É verdade que, ao fazer depender a admissibilidade de acções judiciais propostas em matéria de serviços de comunicações electrónicas da realização de uma tentativa obrigatória de conciliação, tal legislação introduz uma etapa adicional para o acesso ao tribunal. Este pressuposto poderá afectar o princípio da protecção jurisdicional efectiva, reafirmado no artigo 47.° da Carta dos Direitos Fundamentais da União Europeia.
Todavia, os direitos fundamentais não constituem prerrogativas absolutas, mas podem comportar restrições, na condição de que estas correspondam efectivamente a objectivos de interesse geral prosseguidos pela medida em causa e não constituam, à luz da finalidade prosseguida, uma intervenção desmedida e intolerável que atente contra a própria substância dos direitos assim garantidos.
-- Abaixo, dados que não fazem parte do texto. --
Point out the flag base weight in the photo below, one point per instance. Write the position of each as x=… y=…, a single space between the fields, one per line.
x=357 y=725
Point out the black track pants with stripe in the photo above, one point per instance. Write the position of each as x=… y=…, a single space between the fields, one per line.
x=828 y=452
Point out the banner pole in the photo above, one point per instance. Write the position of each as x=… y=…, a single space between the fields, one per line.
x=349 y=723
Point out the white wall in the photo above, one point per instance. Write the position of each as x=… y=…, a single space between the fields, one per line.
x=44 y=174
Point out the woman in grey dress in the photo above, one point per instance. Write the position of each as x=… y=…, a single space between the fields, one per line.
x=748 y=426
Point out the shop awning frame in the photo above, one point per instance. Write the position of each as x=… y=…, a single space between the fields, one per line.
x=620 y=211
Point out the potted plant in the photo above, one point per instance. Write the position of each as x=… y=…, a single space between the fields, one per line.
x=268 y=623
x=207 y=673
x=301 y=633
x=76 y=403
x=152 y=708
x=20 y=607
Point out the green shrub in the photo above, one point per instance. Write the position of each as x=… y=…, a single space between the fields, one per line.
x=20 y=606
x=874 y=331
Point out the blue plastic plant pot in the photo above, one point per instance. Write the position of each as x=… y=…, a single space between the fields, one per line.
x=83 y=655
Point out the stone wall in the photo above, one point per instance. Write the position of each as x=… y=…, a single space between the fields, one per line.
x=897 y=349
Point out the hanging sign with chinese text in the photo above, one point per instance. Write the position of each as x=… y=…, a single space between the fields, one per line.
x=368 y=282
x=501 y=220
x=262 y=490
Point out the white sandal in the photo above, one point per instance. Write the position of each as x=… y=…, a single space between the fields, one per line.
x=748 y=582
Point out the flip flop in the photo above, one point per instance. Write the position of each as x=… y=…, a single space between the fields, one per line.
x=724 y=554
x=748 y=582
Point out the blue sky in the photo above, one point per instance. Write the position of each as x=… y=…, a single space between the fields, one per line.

A este respeito, uma vez que a legislação nacional visa uma resolução mais rápida e pouco dispendiosa de litígios em matéria de comunicações electrónicas, bem como o descongestionamento dos tribunais, ela prossegue, consequentemente, objectivos legítimos de interesse geral. Em seguida, a imposição de um tal procedimento de resolução extrajudicial não é, à luz das suas regras precisas de funcionamento, já referidas, desproporcionada em relação aos objectivos prosseguidos, uma vez que, por um lado, não existe uma alternativa menos gravosa a um procedimento obrigatório, dado que a introdução de um procedimento de resolução extrajudicial meramente facultativo não constitui um meio tão eficiente para atingir os referidos objectivos, e que, por outro, não há uma desproporção manifesta entre esses objectivos e os eventuais inconvenientes causados pelo carácter obrigatório do processo de conciliação extrajudicial.